Thursday morning I landed at the Oslo Airport, took the train to the main station, changed to a tram out to the university, and met with a colleague in history of medicine. He let me have lunch with his department, I admired his new book on the history of tuberculosis in Tanzania that had just arrived, and then I set out for my Air BnB in the Majorstuen neighborhood. For the 24 hours until my conference started, I had rented a bedroom with a full bathroom in an apartment in an old building from the turn of the previous century, with use of the kitchen and living room. She even let me wash a load of laundry.
My goal for the afternoon was the Vigelandsparken at the center of Frognerparken. This is a large, open-air sculpture park with more than 200 pieces set among flower beds and water features. It was the brainchild and life's work of Gustav Vigeland (1869-1943), who spent four decades creating a variety of mostly life-sized, unclothed human forms alone and in family groups. After entering through a semi-circular gate, you walk down a long, tree-lined alley to the bridge lined with 58 bronze figures.

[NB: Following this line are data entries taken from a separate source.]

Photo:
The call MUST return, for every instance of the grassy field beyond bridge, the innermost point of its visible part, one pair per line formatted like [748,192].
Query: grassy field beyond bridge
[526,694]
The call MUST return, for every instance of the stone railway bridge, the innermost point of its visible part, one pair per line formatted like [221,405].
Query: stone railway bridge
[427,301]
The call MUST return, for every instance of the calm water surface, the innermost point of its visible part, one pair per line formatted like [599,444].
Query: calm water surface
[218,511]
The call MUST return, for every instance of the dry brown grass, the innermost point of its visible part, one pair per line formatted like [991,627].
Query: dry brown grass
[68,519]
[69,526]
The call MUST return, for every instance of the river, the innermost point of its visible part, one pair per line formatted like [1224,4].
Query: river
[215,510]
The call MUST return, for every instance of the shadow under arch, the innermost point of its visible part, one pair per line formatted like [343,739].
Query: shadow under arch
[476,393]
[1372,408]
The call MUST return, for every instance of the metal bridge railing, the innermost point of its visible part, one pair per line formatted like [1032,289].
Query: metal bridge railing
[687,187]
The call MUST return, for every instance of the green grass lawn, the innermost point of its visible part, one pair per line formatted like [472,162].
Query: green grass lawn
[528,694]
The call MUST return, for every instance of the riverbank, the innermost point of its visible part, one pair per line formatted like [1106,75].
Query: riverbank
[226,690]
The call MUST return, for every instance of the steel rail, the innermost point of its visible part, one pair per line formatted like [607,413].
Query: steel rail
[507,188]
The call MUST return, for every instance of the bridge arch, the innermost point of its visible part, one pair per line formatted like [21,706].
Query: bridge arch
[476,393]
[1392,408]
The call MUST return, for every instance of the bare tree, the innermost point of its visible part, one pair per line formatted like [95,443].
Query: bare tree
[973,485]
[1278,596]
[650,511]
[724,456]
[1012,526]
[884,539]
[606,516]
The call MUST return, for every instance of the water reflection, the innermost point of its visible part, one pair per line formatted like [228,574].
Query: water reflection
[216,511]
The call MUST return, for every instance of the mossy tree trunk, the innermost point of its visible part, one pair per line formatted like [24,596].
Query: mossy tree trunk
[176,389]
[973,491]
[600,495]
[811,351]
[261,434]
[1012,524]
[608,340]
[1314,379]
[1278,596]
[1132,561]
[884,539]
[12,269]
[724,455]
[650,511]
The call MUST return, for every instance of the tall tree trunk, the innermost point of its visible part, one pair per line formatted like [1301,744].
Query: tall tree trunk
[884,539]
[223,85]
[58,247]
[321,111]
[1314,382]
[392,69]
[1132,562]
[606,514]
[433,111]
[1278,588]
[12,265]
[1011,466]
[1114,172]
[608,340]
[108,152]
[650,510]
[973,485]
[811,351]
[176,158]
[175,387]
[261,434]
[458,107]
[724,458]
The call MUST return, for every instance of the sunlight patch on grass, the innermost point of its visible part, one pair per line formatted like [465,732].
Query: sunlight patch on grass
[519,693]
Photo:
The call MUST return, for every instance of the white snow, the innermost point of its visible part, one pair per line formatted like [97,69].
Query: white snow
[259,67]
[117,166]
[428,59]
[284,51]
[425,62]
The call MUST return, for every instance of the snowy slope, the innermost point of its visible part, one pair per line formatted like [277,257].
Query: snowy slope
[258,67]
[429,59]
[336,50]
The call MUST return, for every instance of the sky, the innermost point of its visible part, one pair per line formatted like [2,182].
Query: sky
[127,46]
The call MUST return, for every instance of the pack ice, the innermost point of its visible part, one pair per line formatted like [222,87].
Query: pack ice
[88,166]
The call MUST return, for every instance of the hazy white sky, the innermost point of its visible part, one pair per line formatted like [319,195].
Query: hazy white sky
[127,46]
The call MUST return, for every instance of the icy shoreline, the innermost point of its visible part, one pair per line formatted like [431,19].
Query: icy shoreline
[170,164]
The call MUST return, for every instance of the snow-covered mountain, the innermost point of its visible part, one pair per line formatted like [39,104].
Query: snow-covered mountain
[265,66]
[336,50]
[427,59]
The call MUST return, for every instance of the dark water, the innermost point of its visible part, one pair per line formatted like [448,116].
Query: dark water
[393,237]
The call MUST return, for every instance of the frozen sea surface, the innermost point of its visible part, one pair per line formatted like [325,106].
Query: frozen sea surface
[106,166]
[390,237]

Beyond the bridge is a rose garden.
Next comes the Fountain with its life cycle.
More gardens before the very phallic "Monolith" at the top of the hill.
Around its column of striving bodies are granite couples and families.
Beyond another set of gardens and a grassy slope is "The Wheel of Life."
Above: peeking over the last wall, a fountain greets park-goers from the north.
Below: looking south back down the slope toward the monolith.